Denis Lafay, directeur du pôle Idées de La Tribune et directeur de collection aux éditions de l'Aube.
Denis Lafay, directeur du pôle Idées de La Tribune et directeur de collection aux éditions de l'Aube. (Crédits : La Tribune)

Qu'est-ce qu'Une époque formidable, le nouvel événement que La Tribune décline pour la première fois à Bordeaux ? Un moment de respiration. Mais pas n'importe laquelle. Une respiration active, fructueuse, une respiration utile, une respiration qui aide le spectateur à progresser un petit peu plus, un petit peu mieux, dans l'exercice de ses responsabilités.

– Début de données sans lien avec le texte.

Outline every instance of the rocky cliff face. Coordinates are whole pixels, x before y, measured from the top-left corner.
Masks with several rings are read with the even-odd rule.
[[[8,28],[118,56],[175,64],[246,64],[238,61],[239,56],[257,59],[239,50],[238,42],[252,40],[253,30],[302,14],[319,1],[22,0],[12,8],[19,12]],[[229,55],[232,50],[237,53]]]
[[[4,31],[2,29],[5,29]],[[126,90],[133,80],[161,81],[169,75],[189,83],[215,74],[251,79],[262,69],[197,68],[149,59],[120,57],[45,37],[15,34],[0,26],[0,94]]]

La Tribune s'emploie à « partager l'économie », comme on peut le lire dans les colonnes de son hebdomadaire, sur latribune.fr et sur les sites régionaux dont celui dédié à Bordeaux et à la Nouvelle-Aquitaine. Les 4 et 7 février à Bordeaux, en partenariat avec le conseil régional de Nouvelle-Aquitaine, Une époque formidable est une belle et ambitieuse illustration de cette exigence éditoriale, l'événement en constitue une brique supplémentaire et incarne quelques convictions cardinales : nous croyons aux vertus du débat et de la confrontation des idées, nous croyons à l'absolue nécessité d'ouvrir les « acteurs de l'économie et de l'entreprise » à des approches philosophiques, sociologiques, anthropologiques, scientifiques, artistiques ou historiques qui remuent, désarçonnent, enrichissent leur compréhension puis leur gestion des enjeux de société - lesquels, mécaniquement, produisent un impact déterminant sur leur exercice de la responsabilité -, nous croyons que cette exposition à la découverte et à l'inconfort est un défi à l'hétéronomie, et qu'elle fait grandir ceux qui savent l'accueillir, s'en emparer et deviennent ainsi des co-producteurs actifs, imaginatifs et responsables du débat public. C'est pourquoi nous avons réuni des personnalités, des consciences aussi diverses que le neuropsychiatre Boris Cyrulnik, l'environnementaliste Isabelle Delannoy, le sociologue François Dubet, la chercheuse Salomé Berlioux, l'océanographe Gilles Bœuf, les chef(fes) d'entreprise Clara Gaymard et Christian Streiff, et l'ancien directeur général du FMI Michel Camdessus.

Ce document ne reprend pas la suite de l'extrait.